Cultura e participação

Ao longo dos 10 dias, a lona colorida do circo paranaense Zanchettini e sua arquibancada de mais de mil acentos darão espaço às conexões entre política e cultura. Estão previstos shows de artistas locais e nacionais, mesas de debate, rodas de conversa, exibições de filmes, exposições, peças de teatro, oficinas, entre outras atividades.

A programação promete ser intensa, mas o professor Carlos Marés dá ênfase para a primeira atração: “Cada um de vocês deve pegar nas mãos dos seus filhos e trazer para vez a lona levantar. É talvez um dos espetáculos mais bonitos da Terra, quando o circo, do nada, se transforma em um espaço cultural simbólico, cheio de luzes e estrelas”, disse durante o lançamento da proposta, ocorrido na segunda-feira (11), no Salão Nobre do Prédio Histórico da UFPR, com direito a apresentações circenses de equilibrismo e malabarismo.

Para além do entretenimento, a classe artística também será protagonista da atividade. É o que explica Ana Carolina Caldas, jornalista que integra a equipe de produção: “A lona do circo vai possibilitar a sinergia entre o debate político e a cultura, que estará presente ao longo de toda a programação”, garante

Está confirma a presença de artistas nacionais e de ‘pratas da casa’, entre eles Carlos Careqa, Thaís Gulin, Banda Eddie, Oswaldo Rios e Orquestra Latino Americana – OLA, Thayana Barbosa, Garibaldis e Sacis, Maracatu Aroeira, Projeto Brasil, Samba do Sindicatis, além da trupe do circo Zanchettini. Todos se apresentarão gratuitamente, sem cobrança de cachê.

Para as mesas de debate, estão confirmadas lideranças políticas e intectuais de outros estados: Raquel Rolnik, arquiteta e urbanista e professora da USP; Marcelo Lavenére, ex-presidente do Conselho Federal da OAB; Guilherme Boulos, do Movimento dos Trabalhadores Sem Teto – MTST; João Pedro Stédile, do Movimento dos Trabalhadores Rurais Sem Terra – MST; e Ciro Gomes, vice-presidente nacional do PDT.
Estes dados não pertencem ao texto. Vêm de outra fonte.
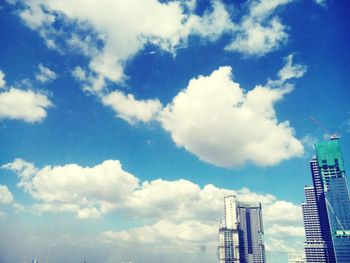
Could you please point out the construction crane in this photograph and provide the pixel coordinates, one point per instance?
(333, 136)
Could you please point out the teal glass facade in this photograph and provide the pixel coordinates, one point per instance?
(331, 194)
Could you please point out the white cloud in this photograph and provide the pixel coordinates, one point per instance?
(187, 236)
(282, 211)
(291, 70)
(45, 74)
(281, 231)
(309, 141)
(6, 196)
(217, 121)
(178, 216)
(130, 109)
(260, 31)
(322, 3)
(112, 23)
(87, 192)
(2, 79)
(29, 105)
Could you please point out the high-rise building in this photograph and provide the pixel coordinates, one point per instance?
(296, 258)
(241, 235)
(228, 233)
(327, 208)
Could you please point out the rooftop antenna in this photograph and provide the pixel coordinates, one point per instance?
(333, 136)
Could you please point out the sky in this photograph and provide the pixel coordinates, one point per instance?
(123, 124)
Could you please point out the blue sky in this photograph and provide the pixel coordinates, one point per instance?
(123, 124)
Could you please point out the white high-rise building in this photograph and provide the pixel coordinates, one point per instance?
(228, 233)
(241, 233)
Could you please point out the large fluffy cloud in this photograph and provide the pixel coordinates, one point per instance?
(217, 121)
(174, 214)
(87, 192)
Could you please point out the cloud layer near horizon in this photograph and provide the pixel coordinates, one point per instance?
(162, 206)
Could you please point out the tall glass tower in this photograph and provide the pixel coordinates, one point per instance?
(327, 208)
(241, 235)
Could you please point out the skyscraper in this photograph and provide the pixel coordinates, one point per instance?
(241, 235)
(228, 233)
(327, 208)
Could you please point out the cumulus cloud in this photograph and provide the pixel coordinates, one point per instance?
(45, 74)
(107, 34)
(260, 31)
(28, 105)
(86, 191)
(217, 121)
(187, 236)
(291, 70)
(6, 196)
(130, 109)
(175, 214)
(2, 79)
(112, 35)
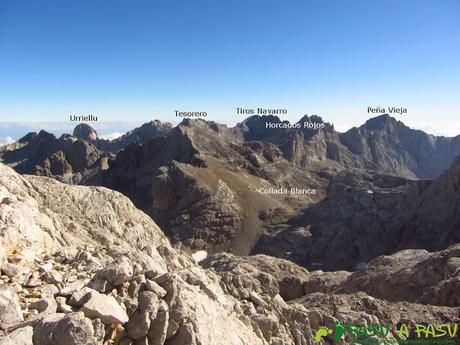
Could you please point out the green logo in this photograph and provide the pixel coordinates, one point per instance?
(324, 331)
(381, 333)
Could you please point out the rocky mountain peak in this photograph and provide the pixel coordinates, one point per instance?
(85, 132)
(380, 122)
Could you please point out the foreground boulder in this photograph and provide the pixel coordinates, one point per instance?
(115, 279)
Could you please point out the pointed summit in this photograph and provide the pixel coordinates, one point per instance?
(85, 132)
(379, 122)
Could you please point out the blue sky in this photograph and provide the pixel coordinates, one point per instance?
(138, 60)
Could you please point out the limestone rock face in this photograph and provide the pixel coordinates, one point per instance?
(10, 311)
(85, 132)
(150, 293)
(366, 214)
(67, 158)
(85, 232)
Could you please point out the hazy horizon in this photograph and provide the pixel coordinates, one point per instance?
(144, 60)
(13, 130)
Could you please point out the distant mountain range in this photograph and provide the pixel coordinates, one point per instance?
(211, 187)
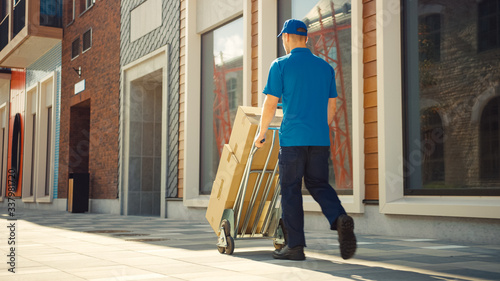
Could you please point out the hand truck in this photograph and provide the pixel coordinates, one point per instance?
(272, 226)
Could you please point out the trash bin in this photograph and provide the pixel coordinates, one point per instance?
(78, 193)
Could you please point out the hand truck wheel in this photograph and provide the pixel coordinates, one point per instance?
(230, 245)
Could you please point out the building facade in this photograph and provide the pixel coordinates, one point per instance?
(417, 128)
(30, 57)
(149, 124)
(90, 99)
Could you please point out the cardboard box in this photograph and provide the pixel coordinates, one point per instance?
(232, 164)
(243, 133)
(225, 187)
(225, 190)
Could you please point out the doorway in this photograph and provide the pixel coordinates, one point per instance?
(145, 145)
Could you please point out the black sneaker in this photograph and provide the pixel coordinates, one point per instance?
(296, 253)
(347, 239)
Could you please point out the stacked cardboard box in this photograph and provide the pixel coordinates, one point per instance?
(232, 164)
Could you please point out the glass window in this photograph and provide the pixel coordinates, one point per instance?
(450, 106)
(87, 40)
(221, 94)
(329, 37)
(75, 48)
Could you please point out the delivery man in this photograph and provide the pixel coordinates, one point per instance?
(306, 85)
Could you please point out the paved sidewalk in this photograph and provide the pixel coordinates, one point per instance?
(64, 246)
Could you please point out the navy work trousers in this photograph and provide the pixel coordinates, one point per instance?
(310, 162)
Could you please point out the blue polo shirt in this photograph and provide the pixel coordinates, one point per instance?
(305, 82)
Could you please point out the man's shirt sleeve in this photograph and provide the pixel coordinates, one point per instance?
(333, 86)
(274, 84)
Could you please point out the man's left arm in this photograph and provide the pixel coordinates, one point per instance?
(268, 111)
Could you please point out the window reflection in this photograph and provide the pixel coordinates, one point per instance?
(221, 94)
(452, 53)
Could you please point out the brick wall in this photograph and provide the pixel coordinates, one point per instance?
(370, 99)
(100, 69)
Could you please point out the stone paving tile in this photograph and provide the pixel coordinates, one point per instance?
(58, 246)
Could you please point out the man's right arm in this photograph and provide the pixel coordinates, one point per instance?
(332, 107)
(268, 111)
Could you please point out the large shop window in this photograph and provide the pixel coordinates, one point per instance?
(451, 98)
(329, 37)
(221, 94)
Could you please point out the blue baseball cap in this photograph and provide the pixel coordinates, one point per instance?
(290, 26)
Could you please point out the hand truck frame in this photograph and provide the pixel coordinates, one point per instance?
(272, 226)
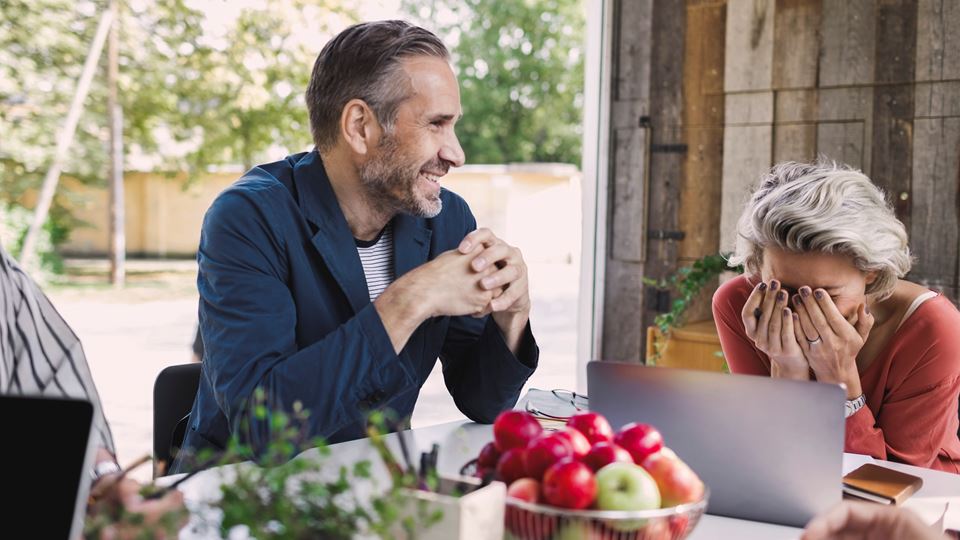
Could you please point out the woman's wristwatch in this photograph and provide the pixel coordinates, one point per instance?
(854, 405)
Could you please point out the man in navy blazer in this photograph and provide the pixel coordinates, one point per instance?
(335, 278)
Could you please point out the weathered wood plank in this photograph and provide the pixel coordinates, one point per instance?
(935, 99)
(795, 106)
(936, 170)
(666, 114)
(848, 36)
(748, 64)
(747, 153)
(842, 142)
(893, 110)
(703, 116)
(854, 103)
(701, 192)
(623, 329)
(796, 43)
(627, 227)
(626, 114)
(634, 21)
(794, 142)
(749, 108)
(938, 50)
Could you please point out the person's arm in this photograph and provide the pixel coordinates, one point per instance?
(911, 424)
(249, 321)
(852, 520)
(918, 402)
(481, 373)
(40, 336)
(738, 350)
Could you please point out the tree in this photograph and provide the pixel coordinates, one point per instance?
(520, 66)
(190, 100)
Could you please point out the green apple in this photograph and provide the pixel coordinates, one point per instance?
(626, 486)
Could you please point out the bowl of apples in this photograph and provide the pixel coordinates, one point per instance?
(586, 481)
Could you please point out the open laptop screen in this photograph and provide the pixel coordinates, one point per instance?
(45, 452)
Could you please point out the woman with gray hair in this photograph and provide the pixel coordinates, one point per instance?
(823, 299)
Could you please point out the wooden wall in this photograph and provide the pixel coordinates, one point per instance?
(710, 93)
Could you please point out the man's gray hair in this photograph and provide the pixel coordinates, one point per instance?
(363, 62)
(827, 208)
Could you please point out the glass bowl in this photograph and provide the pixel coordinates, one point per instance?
(528, 521)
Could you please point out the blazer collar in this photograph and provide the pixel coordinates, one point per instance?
(334, 241)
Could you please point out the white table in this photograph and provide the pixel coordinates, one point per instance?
(461, 441)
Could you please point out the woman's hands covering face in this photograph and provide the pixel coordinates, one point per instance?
(813, 336)
(775, 330)
(829, 342)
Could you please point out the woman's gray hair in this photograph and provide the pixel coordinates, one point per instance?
(828, 208)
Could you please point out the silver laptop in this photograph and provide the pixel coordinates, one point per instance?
(47, 450)
(769, 449)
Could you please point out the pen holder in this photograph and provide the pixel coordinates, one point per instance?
(462, 507)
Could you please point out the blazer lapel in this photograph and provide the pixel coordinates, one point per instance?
(333, 239)
(411, 244)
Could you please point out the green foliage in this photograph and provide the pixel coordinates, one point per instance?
(687, 282)
(191, 99)
(520, 67)
(280, 495)
(14, 222)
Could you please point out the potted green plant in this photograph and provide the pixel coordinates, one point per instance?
(687, 283)
(281, 498)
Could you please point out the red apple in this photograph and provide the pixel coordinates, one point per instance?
(604, 453)
(640, 440)
(483, 472)
(593, 426)
(677, 482)
(489, 456)
(525, 489)
(515, 429)
(544, 451)
(569, 484)
(577, 441)
(511, 466)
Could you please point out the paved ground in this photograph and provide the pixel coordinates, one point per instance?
(130, 335)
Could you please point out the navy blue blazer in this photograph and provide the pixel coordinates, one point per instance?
(284, 307)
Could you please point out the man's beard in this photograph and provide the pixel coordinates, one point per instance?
(389, 181)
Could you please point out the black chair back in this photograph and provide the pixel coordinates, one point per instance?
(173, 394)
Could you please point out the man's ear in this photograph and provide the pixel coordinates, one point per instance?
(359, 126)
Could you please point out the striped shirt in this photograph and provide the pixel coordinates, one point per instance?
(39, 354)
(377, 259)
Jonas Oliveira, do Levante Popular da Juventude e da Frente Brasil Popular, vê na proposta do circo uma possibilidade ampliar o diálogo com a população: “A gente precisa reformular os modos de fazer política, criar novas ferramentas que potencializem e revigorem a discussão e a participação popular na democracia, que agora está profundamente abalada com este governo interino e golpista”.

Malabares

Inspiração no processo Constituinte

Usar o circo como ambiente e linguagem para grandes debates de interesse público não é inédito no Paraná. A primeira experiência ocorreu em 1987, com o Circo da Constituinte, instalado também na Santos Andrade, além de outros quatro bairros de Curitiba. O processo ocorreu com apoio da prefeitura, na gestão de Roberto Requião (PMDB), a partir da iniciativa da Fundação Cultural, à época presidida por Carlos Frederico Marés de Souza Filho.

Nas memórias do professor, os sete meses de duração da primeira edição do circo intensificaram a participação popular na Constituinte, que, somada ao movimento nacional aflorado na época, resultou em uma Carta Magna “razoavelmente democrática”. Para Marés, a Constituição de 1988 sofreu um golpe e está fragilizada: “É por isso que nós imaginamos que estava na hora de montar novamente o circo, não da ‘Constituinte Já’, mas da democracia. Para voltarmos a discutir por que e o que deu errado, no sentido de que a Constituição não foi posta em prática como devia ter sido, e foi novamente rasgada pelos poderosos”, aponta.